At its developer conference in May, Google unboxed Now on Tap, a feature that brings its mobile personal assistant and massive search database into apps. The feature is rolling out soon, coming first to Nexus phones and then to other Androids on the newest operating system for that platform, Marshmallow.
An example: Texting with a friend about dinner and a movie, you can use Now on Tap to call up info on the restaurant from other apps without leaving the one you’re in. For Google, it is designed to smooth out what the company sees as a clunky, closed-off world of apps. In an earlier interview with Re/code, Aparna Chennapragada, Google Now’s director of product management, said it allows smartphones to “do a lot more heavy lifting.”
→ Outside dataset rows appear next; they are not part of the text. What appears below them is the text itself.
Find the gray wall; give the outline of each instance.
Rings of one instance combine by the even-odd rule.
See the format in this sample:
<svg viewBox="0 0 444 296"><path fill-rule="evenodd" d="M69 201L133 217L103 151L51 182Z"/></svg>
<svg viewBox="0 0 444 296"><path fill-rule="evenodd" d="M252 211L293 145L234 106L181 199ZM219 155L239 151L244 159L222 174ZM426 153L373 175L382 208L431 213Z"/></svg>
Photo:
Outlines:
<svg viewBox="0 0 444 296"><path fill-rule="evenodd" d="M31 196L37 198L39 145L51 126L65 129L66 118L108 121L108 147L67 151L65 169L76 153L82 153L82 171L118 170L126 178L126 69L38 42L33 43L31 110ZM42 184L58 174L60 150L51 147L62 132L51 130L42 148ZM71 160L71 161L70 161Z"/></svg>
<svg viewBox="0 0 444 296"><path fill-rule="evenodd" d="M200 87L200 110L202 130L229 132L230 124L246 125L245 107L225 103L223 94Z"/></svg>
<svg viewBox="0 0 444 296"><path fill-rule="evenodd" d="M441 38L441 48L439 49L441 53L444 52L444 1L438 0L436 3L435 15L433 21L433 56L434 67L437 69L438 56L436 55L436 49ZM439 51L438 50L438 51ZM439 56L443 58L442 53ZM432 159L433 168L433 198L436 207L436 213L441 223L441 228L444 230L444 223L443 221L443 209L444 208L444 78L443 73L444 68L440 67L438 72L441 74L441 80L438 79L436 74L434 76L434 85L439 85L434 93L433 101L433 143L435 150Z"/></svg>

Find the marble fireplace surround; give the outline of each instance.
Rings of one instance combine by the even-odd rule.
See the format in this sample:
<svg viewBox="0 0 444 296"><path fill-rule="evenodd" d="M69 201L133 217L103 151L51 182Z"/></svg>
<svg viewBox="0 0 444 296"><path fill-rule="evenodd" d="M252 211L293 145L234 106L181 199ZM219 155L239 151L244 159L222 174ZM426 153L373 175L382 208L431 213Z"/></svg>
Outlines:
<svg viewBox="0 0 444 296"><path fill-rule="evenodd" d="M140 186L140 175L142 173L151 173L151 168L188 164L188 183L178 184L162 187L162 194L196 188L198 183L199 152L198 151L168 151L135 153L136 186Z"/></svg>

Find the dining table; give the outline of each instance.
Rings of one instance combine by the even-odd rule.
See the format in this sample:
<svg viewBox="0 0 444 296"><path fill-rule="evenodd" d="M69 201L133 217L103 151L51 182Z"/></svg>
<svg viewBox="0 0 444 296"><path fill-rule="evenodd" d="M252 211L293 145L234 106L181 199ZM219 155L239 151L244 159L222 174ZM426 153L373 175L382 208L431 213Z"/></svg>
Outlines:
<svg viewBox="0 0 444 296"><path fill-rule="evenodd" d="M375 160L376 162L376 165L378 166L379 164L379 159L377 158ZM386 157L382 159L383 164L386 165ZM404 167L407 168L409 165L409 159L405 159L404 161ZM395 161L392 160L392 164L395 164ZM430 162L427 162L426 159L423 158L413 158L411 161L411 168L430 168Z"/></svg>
Now on Tap is Google’s most assertive move yet to position itself as the sticky web that connects apps as it grapples with ways to make more ad revenue from mobile. If Android users grow fond of the new feature, it would help propel Google’s efforts to index a wider array of apps. Of course, Google is not alone. Microsoft has a similar tool with Bing search, which it released on Android. There’s a wave of startups working on in-app search. Plus, there’s Apple, which has its own vision and ever-opaque agenda for mobile search.
Expect these issues to crop up this week when Amit Singhal, Google’s SVP of search, takes the stage at our Code/Mobile conference.